Tulsi Giri, vice chairman of the Council of Ministers during the royal regime, has accused the Rayamajhi Commission of having a political agenda, and said he would have nothing to do with the report.
The Commission for the Investigation of Abuse of Authority (CIAA) summoned Giri last week and interrogated him for nearly two hours. On his way back, Giri challenged the commission to make the report public, and told the reporters present: "The media has the right to ask the government for information."
The report tabled by the Rayamajhi Commission indicates that royal ministers misused funds and were responsible for suppressing the People's Movement.
"Hasn't the prime minister been accused by the Supreme Court before, and didn't the CIAA want to take action against him? How can he take action against me?" fumed Giri. "Does it stop being suppression if the prime minister is involved?"

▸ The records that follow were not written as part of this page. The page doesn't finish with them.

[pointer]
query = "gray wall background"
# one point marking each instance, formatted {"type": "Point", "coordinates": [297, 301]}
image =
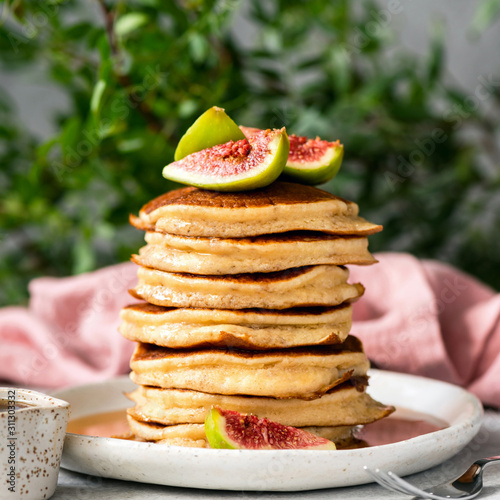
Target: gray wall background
{"type": "Point", "coordinates": [467, 58]}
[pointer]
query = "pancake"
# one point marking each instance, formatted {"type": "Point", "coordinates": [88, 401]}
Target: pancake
{"type": "Point", "coordinates": [277, 208]}
{"type": "Point", "coordinates": [243, 328]}
{"type": "Point", "coordinates": [262, 254]}
{"type": "Point", "coordinates": [193, 435]}
{"type": "Point", "coordinates": [346, 404]}
{"type": "Point", "coordinates": [303, 373]}
{"type": "Point", "coordinates": [299, 287]}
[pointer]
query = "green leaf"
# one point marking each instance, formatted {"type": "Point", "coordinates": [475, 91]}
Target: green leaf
{"type": "Point", "coordinates": [130, 22]}
{"type": "Point", "coordinates": [97, 95]}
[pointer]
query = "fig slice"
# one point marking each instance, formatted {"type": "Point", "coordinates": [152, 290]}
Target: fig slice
{"type": "Point", "coordinates": [310, 161]}
{"type": "Point", "coordinates": [211, 128]}
{"type": "Point", "coordinates": [232, 430]}
{"type": "Point", "coordinates": [235, 165]}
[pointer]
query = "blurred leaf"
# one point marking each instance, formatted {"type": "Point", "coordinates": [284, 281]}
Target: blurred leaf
{"type": "Point", "coordinates": [130, 22]}
{"type": "Point", "coordinates": [97, 95]}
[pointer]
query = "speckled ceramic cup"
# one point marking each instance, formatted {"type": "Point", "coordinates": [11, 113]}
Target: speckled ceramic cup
{"type": "Point", "coordinates": [32, 431]}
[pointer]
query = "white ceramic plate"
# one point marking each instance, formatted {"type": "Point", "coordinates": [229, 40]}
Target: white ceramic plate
{"type": "Point", "coordinates": [270, 470]}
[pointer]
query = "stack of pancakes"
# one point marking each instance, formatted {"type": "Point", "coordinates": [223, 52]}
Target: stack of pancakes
{"type": "Point", "coordinates": [248, 307]}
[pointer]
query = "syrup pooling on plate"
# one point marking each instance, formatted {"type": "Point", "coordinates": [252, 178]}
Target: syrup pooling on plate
{"type": "Point", "coordinates": [405, 424]}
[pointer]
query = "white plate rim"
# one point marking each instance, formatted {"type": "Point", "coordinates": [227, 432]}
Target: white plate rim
{"type": "Point", "coordinates": [284, 470]}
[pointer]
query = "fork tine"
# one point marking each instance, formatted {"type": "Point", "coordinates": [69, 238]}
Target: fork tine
{"type": "Point", "coordinates": [393, 485]}
{"type": "Point", "coordinates": [409, 489]}
{"type": "Point", "coordinates": [381, 478]}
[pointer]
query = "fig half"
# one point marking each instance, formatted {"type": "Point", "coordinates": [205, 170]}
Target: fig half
{"type": "Point", "coordinates": [310, 161]}
{"type": "Point", "coordinates": [235, 165]}
{"type": "Point", "coordinates": [233, 430]}
{"type": "Point", "coordinates": [211, 128]}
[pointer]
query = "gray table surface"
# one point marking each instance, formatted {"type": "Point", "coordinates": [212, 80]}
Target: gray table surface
{"type": "Point", "coordinates": [487, 443]}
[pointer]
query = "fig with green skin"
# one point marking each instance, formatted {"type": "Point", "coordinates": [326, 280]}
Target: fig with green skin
{"type": "Point", "coordinates": [310, 161]}
{"type": "Point", "coordinates": [235, 165]}
{"type": "Point", "coordinates": [232, 430]}
{"type": "Point", "coordinates": [211, 128]}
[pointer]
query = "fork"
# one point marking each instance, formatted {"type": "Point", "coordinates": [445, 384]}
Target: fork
{"type": "Point", "coordinates": [465, 487]}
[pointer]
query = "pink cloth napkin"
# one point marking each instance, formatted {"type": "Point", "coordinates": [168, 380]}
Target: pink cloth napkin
{"type": "Point", "coordinates": [417, 316]}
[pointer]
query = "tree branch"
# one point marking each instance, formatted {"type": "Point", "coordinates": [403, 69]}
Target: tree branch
{"type": "Point", "coordinates": [152, 121]}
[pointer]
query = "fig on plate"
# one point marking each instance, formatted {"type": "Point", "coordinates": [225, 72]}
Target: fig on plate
{"type": "Point", "coordinates": [235, 165]}
{"type": "Point", "coordinates": [211, 128]}
{"type": "Point", "coordinates": [310, 161]}
{"type": "Point", "coordinates": [233, 430]}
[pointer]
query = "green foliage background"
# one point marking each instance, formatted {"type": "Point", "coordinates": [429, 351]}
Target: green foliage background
{"type": "Point", "coordinates": [137, 74]}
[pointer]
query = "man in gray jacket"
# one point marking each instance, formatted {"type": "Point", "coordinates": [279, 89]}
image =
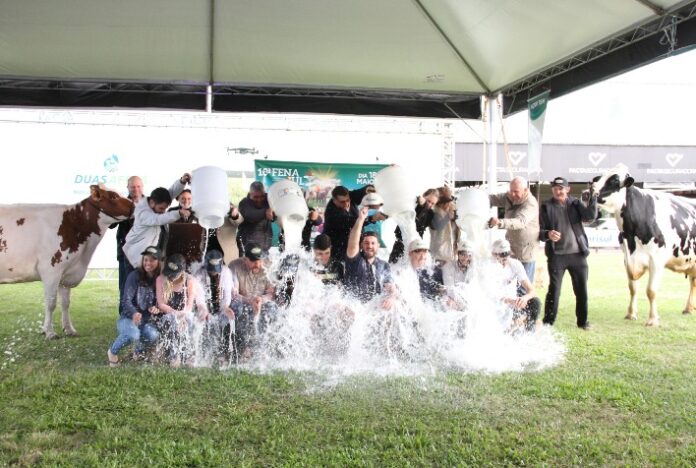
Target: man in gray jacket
{"type": "Point", "coordinates": [521, 220]}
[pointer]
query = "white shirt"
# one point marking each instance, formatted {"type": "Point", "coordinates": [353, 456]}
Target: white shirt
{"type": "Point", "coordinates": [146, 227]}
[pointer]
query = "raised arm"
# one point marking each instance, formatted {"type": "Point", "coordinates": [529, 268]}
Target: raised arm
{"type": "Point", "coordinates": [354, 237]}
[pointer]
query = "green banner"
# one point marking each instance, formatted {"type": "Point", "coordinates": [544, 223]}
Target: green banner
{"type": "Point", "coordinates": [537, 114]}
{"type": "Point", "coordinates": [316, 179]}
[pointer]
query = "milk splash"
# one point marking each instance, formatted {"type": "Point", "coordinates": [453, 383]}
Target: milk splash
{"type": "Point", "coordinates": [324, 330]}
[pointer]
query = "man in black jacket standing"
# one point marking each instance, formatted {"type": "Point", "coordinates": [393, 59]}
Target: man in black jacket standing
{"type": "Point", "coordinates": [135, 193]}
{"type": "Point", "coordinates": [566, 248]}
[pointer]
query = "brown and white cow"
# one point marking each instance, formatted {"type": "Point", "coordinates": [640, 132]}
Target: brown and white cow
{"type": "Point", "coordinates": [54, 244]}
{"type": "Point", "coordinates": [658, 230]}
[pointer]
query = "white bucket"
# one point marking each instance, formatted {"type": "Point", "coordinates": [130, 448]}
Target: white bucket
{"type": "Point", "coordinates": [210, 198]}
{"type": "Point", "coordinates": [394, 185]}
{"type": "Point", "coordinates": [473, 213]}
{"type": "Point", "coordinates": [287, 202]}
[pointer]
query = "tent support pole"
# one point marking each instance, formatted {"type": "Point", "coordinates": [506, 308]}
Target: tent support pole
{"type": "Point", "coordinates": [211, 60]}
{"type": "Point", "coordinates": [493, 126]}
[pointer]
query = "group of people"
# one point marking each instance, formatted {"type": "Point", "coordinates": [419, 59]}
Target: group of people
{"type": "Point", "coordinates": [231, 298]}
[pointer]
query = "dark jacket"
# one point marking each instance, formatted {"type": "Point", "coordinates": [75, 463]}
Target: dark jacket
{"type": "Point", "coordinates": [577, 213]}
{"type": "Point", "coordinates": [138, 297]}
{"type": "Point", "coordinates": [337, 225]}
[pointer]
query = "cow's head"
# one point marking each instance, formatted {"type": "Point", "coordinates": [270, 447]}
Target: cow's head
{"type": "Point", "coordinates": [110, 203]}
{"type": "Point", "coordinates": [609, 188]}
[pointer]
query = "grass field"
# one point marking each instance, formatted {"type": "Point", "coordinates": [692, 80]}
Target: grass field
{"type": "Point", "coordinates": [624, 395]}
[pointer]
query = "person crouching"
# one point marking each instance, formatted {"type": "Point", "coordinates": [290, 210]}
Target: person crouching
{"type": "Point", "coordinates": [137, 322]}
{"type": "Point", "coordinates": [253, 305]}
{"type": "Point", "coordinates": [518, 292]}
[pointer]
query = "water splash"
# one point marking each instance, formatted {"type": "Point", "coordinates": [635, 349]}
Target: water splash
{"type": "Point", "coordinates": [325, 331]}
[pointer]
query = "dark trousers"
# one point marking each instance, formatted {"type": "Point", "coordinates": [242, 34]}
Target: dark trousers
{"type": "Point", "coordinates": [529, 314]}
{"type": "Point", "coordinates": [124, 269]}
{"type": "Point", "coordinates": [576, 264]}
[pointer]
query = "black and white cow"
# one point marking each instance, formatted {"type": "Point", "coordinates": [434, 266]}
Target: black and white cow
{"type": "Point", "coordinates": [658, 230]}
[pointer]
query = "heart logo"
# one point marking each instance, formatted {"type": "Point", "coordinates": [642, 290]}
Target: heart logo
{"type": "Point", "coordinates": [673, 158]}
{"type": "Point", "coordinates": [516, 156]}
{"type": "Point", "coordinates": [596, 158]}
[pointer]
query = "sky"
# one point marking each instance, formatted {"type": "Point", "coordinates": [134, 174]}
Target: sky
{"type": "Point", "coordinates": [651, 105]}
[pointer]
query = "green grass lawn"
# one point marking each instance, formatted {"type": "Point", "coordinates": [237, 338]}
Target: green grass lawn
{"type": "Point", "coordinates": [623, 395]}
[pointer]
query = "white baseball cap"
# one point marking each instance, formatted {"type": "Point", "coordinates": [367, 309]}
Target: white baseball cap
{"type": "Point", "coordinates": [372, 199]}
{"type": "Point", "coordinates": [418, 244]}
{"type": "Point", "coordinates": [501, 246]}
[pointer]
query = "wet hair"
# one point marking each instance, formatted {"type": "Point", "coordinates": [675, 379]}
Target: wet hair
{"type": "Point", "coordinates": [142, 274]}
{"type": "Point", "coordinates": [256, 186]}
{"type": "Point", "coordinates": [430, 192]}
{"type": "Point", "coordinates": [160, 195]}
{"type": "Point", "coordinates": [322, 242]}
{"type": "Point", "coordinates": [339, 191]}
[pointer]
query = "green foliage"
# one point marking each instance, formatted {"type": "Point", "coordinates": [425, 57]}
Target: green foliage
{"type": "Point", "coordinates": [624, 395]}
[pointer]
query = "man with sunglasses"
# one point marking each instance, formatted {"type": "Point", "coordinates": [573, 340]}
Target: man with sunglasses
{"type": "Point", "coordinates": [518, 292]}
{"type": "Point", "coordinates": [567, 248]}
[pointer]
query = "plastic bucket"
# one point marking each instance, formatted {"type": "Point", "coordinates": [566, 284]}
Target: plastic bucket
{"type": "Point", "coordinates": [394, 185]}
{"type": "Point", "coordinates": [210, 198]}
{"type": "Point", "coordinates": [288, 203]}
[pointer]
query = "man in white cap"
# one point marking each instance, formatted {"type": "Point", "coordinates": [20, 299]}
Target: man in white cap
{"type": "Point", "coordinates": [219, 289]}
{"type": "Point", "coordinates": [457, 273]}
{"type": "Point", "coordinates": [373, 223]}
{"type": "Point", "coordinates": [521, 220]}
{"type": "Point", "coordinates": [525, 307]}
{"type": "Point", "coordinates": [430, 287]}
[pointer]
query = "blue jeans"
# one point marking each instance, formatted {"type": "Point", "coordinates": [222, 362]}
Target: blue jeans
{"type": "Point", "coordinates": [145, 335]}
{"type": "Point", "coordinates": [124, 269]}
{"type": "Point", "coordinates": [529, 267]}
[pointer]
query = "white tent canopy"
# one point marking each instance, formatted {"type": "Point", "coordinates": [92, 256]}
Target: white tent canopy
{"type": "Point", "coordinates": [397, 57]}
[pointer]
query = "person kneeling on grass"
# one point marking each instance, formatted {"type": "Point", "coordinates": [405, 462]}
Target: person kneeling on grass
{"type": "Point", "coordinates": [176, 295]}
{"type": "Point", "coordinates": [138, 308]}
{"type": "Point", "coordinates": [253, 305]}
{"type": "Point", "coordinates": [518, 291]}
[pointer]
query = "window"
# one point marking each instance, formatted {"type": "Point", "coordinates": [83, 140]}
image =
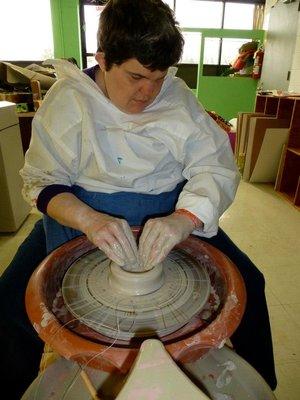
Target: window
{"type": "Point", "coordinates": [188, 13]}
{"type": "Point", "coordinates": [24, 23]}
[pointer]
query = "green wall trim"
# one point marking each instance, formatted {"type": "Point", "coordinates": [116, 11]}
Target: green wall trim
{"type": "Point", "coordinates": [66, 29]}
{"type": "Point", "coordinates": [227, 96]}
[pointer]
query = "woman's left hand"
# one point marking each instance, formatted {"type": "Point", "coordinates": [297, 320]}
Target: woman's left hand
{"type": "Point", "coordinates": [160, 235]}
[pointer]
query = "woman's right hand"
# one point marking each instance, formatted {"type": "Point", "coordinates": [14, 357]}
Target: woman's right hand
{"type": "Point", "coordinates": [114, 237]}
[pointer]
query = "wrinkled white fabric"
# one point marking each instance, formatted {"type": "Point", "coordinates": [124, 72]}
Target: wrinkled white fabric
{"type": "Point", "coordinates": [80, 138]}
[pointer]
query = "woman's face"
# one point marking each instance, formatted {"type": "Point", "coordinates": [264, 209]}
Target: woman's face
{"type": "Point", "coordinates": [130, 86]}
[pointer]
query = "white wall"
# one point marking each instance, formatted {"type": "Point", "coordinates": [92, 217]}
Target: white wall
{"type": "Point", "coordinates": [294, 84]}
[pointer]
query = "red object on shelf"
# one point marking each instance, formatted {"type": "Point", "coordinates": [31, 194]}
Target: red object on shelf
{"type": "Point", "coordinates": [258, 61]}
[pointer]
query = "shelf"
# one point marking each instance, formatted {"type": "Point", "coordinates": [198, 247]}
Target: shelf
{"type": "Point", "coordinates": [288, 175]}
{"type": "Point", "coordinates": [294, 150]}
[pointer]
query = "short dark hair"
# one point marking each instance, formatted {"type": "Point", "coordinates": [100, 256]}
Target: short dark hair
{"type": "Point", "coordinates": [141, 29]}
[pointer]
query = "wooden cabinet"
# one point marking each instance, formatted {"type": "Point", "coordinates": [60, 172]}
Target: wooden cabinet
{"type": "Point", "coordinates": [288, 177]}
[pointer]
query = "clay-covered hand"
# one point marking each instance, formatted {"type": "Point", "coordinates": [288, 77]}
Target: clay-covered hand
{"type": "Point", "coordinates": [114, 237]}
{"type": "Point", "coordinates": [160, 235]}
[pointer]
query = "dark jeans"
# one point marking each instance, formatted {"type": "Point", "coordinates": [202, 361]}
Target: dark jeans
{"type": "Point", "coordinates": [21, 348]}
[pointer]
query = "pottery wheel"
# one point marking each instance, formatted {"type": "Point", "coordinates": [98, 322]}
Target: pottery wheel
{"type": "Point", "coordinates": [91, 298]}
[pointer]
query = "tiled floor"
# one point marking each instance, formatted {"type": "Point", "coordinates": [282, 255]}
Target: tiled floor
{"type": "Point", "coordinates": [267, 228]}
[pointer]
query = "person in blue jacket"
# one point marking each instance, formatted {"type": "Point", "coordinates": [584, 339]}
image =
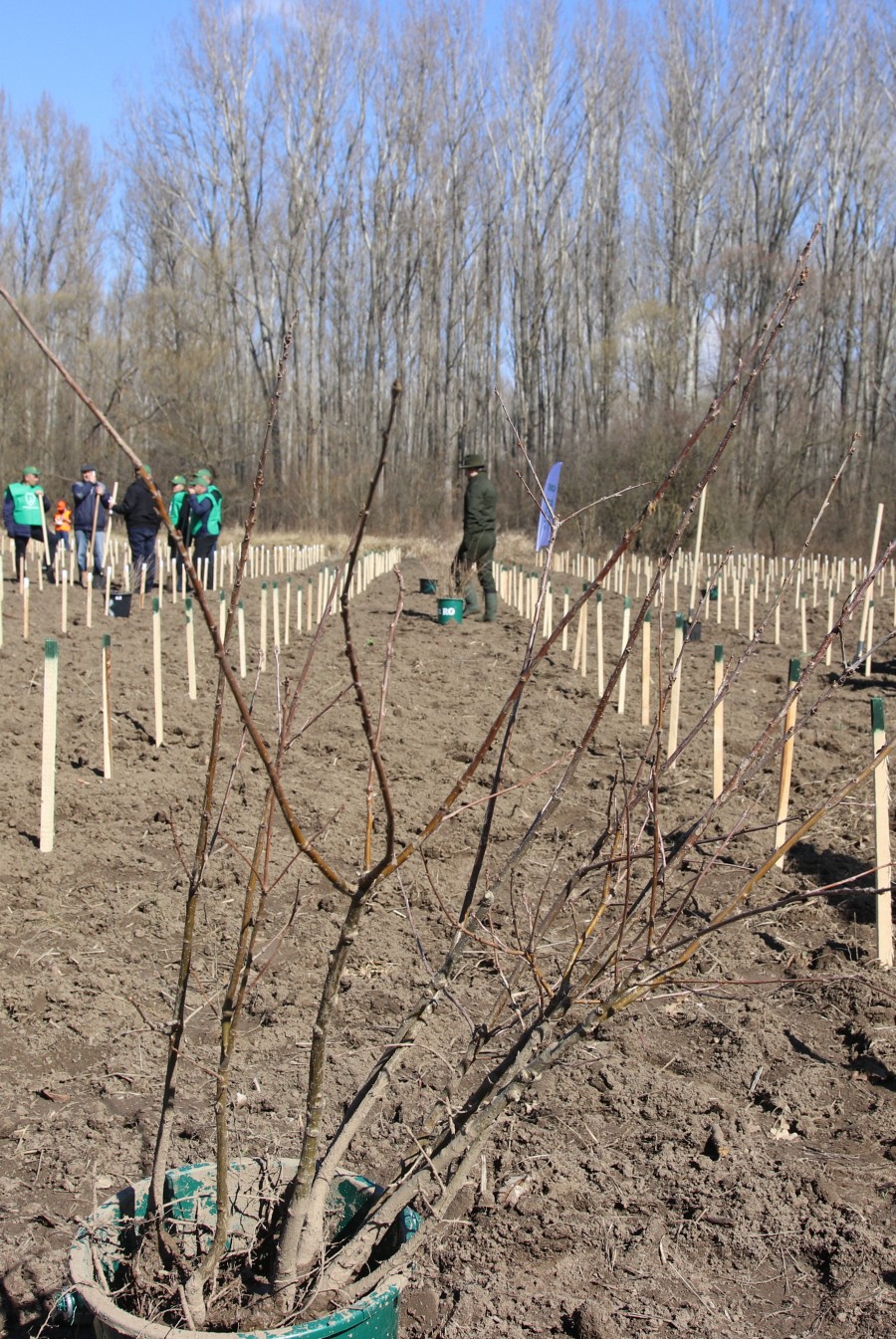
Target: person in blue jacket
{"type": "Point", "coordinates": [23, 504]}
{"type": "Point", "coordinates": [142, 520]}
{"type": "Point", "coordinates": [90, 517]}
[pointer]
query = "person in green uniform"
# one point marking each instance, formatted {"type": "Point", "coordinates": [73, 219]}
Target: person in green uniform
{"type": "Point", "coordinates": [23, 504]}
{"type": "Point", "coordinates": [205, 504]}
{"type": "Point", "coordinates": [477, 547]}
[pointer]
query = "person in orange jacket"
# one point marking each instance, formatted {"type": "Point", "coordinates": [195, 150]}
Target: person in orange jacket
{"type": "Point", "coordinates": [62, 523]}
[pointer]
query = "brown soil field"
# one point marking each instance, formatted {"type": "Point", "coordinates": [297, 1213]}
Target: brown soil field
{"type": "Point", "coordinates": [604, 1208]}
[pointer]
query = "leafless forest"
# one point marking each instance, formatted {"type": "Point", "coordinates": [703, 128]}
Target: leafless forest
{"type": "Point", "coordinates": [586, 209]}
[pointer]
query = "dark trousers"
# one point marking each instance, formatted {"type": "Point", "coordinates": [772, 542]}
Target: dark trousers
{"type": "Point", "coordinates": [205, 548]}
{"type": "Point", "coordinates": [142, 542]}
{"type": "Point", "coordinates": [476, 555]}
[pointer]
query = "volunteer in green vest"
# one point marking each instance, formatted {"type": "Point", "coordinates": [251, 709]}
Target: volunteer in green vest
{"type": "Point", "coordinates": [178, 509]}
{"type": "Point", "coordinates": [477, 547]}
{"type": "Point", "coordinates": [205, 520]}
{"type": "Point", "coordinates": [23, 505]}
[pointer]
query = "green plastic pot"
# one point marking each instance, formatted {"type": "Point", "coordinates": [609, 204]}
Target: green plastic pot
{"type": "Point", "coordinates": [112, 1233]}
{"type": "Point", "coordinates": [450, 610]}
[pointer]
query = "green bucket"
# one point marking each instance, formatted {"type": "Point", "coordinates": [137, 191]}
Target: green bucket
{"type": "Point", "coordinates": [450, 610]}
{"type": "Point", "coordinates": [114, 1229]}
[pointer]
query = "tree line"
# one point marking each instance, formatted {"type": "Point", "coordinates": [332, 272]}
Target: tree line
{"type": "Point", "coordinates": [551, 221]}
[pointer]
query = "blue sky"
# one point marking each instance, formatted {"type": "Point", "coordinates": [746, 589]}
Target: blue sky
{"type": "Point", "coordinates": [82, 53]}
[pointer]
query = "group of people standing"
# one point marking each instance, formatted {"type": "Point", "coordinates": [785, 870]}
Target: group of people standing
{"type": "Point", "coordinates": [196, 511]}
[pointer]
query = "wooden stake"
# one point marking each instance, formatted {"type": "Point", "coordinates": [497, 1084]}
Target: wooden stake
{"type": "Point", "coordinates": [627, 623]}
{"type": "Point", "coordinates": [786, 765]}
{"type": "Point", "coordinates": [698, 540]}
{"type": "Point", "coordinates": [49, 752]}
{"type": "Point", "coordinates": [157, 668]}
{"type": "Point", "coordinates": [883, 858]}
{"type": "Point", "coordinates": [190, 649]}
{"type": "Point", "coordinates": [580, 636]}
{"type": "Point", "coordinates": [803, 633]}
{"type": "Point", "coordinates": [678, 641]}
{"type": "Point", "coordinates": [718, 723]}
{"type": "Point", "coordinates": [106, 641]}
{"type": "Point", "coordinates": [869, 592]}
{"type": "Point", "coordinates": [241, 636]}
{"type": "Point", "coordinates": [646, 655]}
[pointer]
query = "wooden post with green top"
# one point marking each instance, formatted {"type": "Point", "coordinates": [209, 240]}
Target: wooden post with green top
{"type": "Point", "coordinates": [49, 749]}
{"type": "Point", "coordinates": [106, 674]}
{"type": "Point", "coordinates": [883, 860]}
{"type": "Point", "coordinates": [786, 762]}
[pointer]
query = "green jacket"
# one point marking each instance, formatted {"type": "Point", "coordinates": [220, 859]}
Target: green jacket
{"type": "Point", "coordinates": [480, 508]}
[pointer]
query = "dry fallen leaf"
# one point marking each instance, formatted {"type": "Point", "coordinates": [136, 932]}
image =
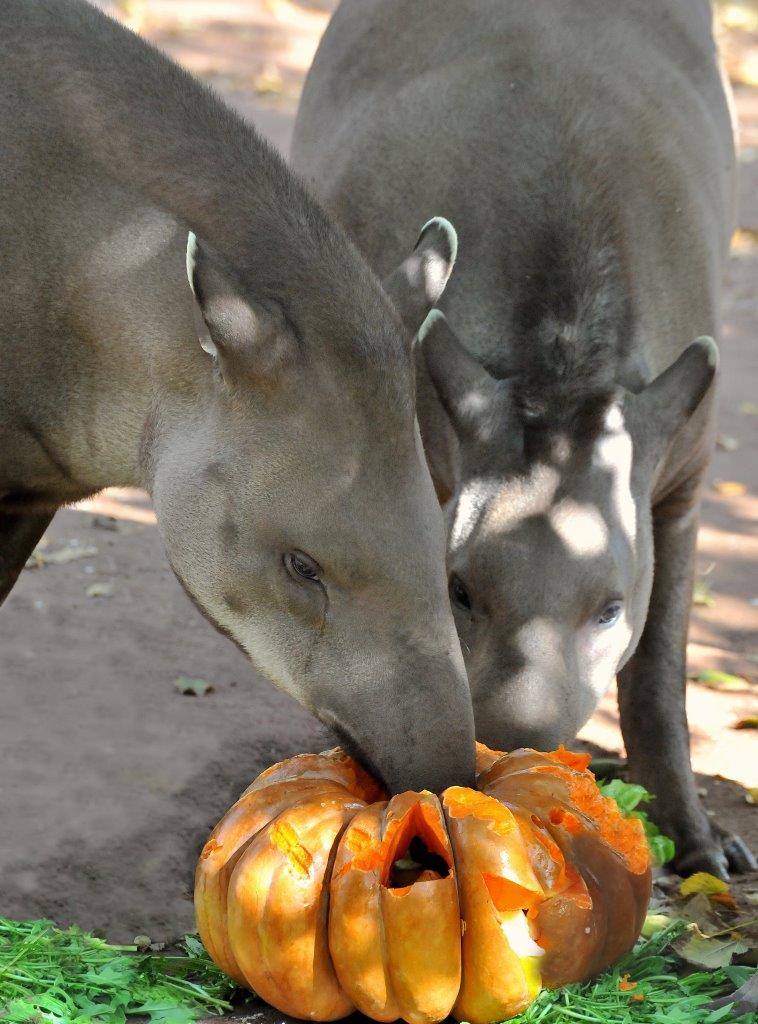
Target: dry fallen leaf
{"type": "Point", "coordinates": [193, 687]}
{"type": "Point", "coordinates": [702, 882]}
{"type": "Point", "coordinates": [730, 488]}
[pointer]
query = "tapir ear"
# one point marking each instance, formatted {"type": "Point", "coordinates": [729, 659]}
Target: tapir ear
{"type": "Point", "coordinates": [419, 282]}
{"type": "Point", "coordinates": [246, 338]}
{"type": "Point", "coordinates": [472, 398]}
{"type": "Point", "coordinates": [668, 401]}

Giri argued that new laws could not be made to retroactively take action against him for what happened in the past. But he did say that he would trust the verdict of the CIAA over that of the Rayamajhi Commission, because it has a clear mandate and is not influenced by politics.
When asked what he would do if a case were filed against him, Giri answered angrily: "When a constitutional body summons me for an interrogation, I show up. I am a commoner who follows the law, I don't go looking for stones to pelt because I am asked to show up for questioning."
Giri responded angrily when asked about his role in attempting to put down the Jana Andolan last spring, and countered, "So many people died in the tarai, where is the commission to investigate those deaths?"
The CIAA also summoned royal Minister for Education and Sports Radha Krishna Mainali and regional administrators Rabindra Chaktrabarti and Prajapati Koirala.